Replacing Grant with Reagan would Reward Racism

A conservative push to replace President Ulysses S. Grant's image on the $50 bill with that of President Ronald Reagan would be a step backwards, removing an historic figure that fought racism to recognize one that profited from it. 

Grant arguably did more to end slavery than any politician other than Abraham Lincoln. Reagan, on the other hand, built his presidential campaign on not-so-subtle racism, the keystone to Lee Atwater's "Southern Strategy", which rebuilt the GOP. 

$50 bill with Ulysses S. Grant, replace with Reagan?
For anyone who doesn't remember Reagan's campaign (or for whom reality has been obscured by the GOP's revisionist history) NYT's columnists Bob Hebert and Paul Krugman make it plain

Krugman pointed a finger at Republican deity Reagan.

Thus Ronald Reagan, who began his political career by campaigning against California’s Fair Housing Act, started his 1980 campaign with a speech supporting states’ rights delivered just outside Philadelphia, Miss., where three civil rights workers were murdered.

And later:

Philadelphia story: in December 1979 the Republican national committeeman from Mississippi wrote a letter urging that the party’s nominee speak at the Neshoba Country Fair, just outside the town where three civil rights workers had been murdered in 1964. It would, he wrote, help win over “George Wallace inclined voters.” 

Sure enough, Reagan appeared, and declared his support for states’ rights — which everyone took to be a coded declaration of support for segregationist sentiments. 
Reagan’s defenders protest furiously that he wasn’t personally bigoted. So what? We’re talking about his political strategy.

Then Herbert joined it:

He was tapping out the code. It was understood that when politicians started chirping about “states’ rights” to white people in places like Neshoba County they were saying that when it comes down to you and the blacks, we’re with you.

And Reagan meant it. He was opposed to the landmark Civil Rights Act of 1964, which was the same year that Goodman, Schwerner and Chaney were slaughtered. As president, he actually tried to weaken the Voting Rights Act of 1965. He opposed a national holiday for the Rev. Dr. Martin Luther King Jr. He tried to get rid of the federal ban on tax exemptions for private schools that practiced racial discrimination. And in 1988, he vetoed a bill to expand the reach of federal civil rights legislation.

The contrast between Reagan's legacy and President Grant's accomplishments couldn't be more stark. From an OpEd by Professor Sean Willantz:

Grant "fought hard and successfully for ratification of the 15th Amendment, banning disenfranchisement on account of race, color or previous condition of servitude. When recalcitrant Southern whites fought back under the white hoods and robes of the Ku Klux Klan, murdering and terrorizing blacks and their political supporters, Grant secured legislation that empowered him to unleash federal force. By 1872, the Klan was effectively dead.

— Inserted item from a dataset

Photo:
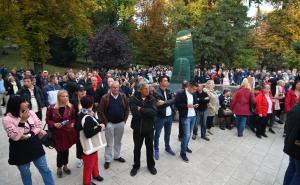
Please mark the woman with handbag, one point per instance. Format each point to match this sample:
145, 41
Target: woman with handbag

For Grant, Reconstruction always remained of paramount importance, and he remained steadfast, even when members of his own party turned their backs on the former slaves. After white supremacists slaughtered blacks and Republicans in Louisiana in 1873 and attempted a coup the following year, Grant took swift and forceful action to restore order and legitimate government. With the political tide running heavily against him, Grant still managed to see through to enactment the Civil Rights Act of 1875, which prohibited discrimination according to race in all public accommodations.

Leave Grant's image where it belongs, on the $50 bill, and Reagan revisionism to the extremists.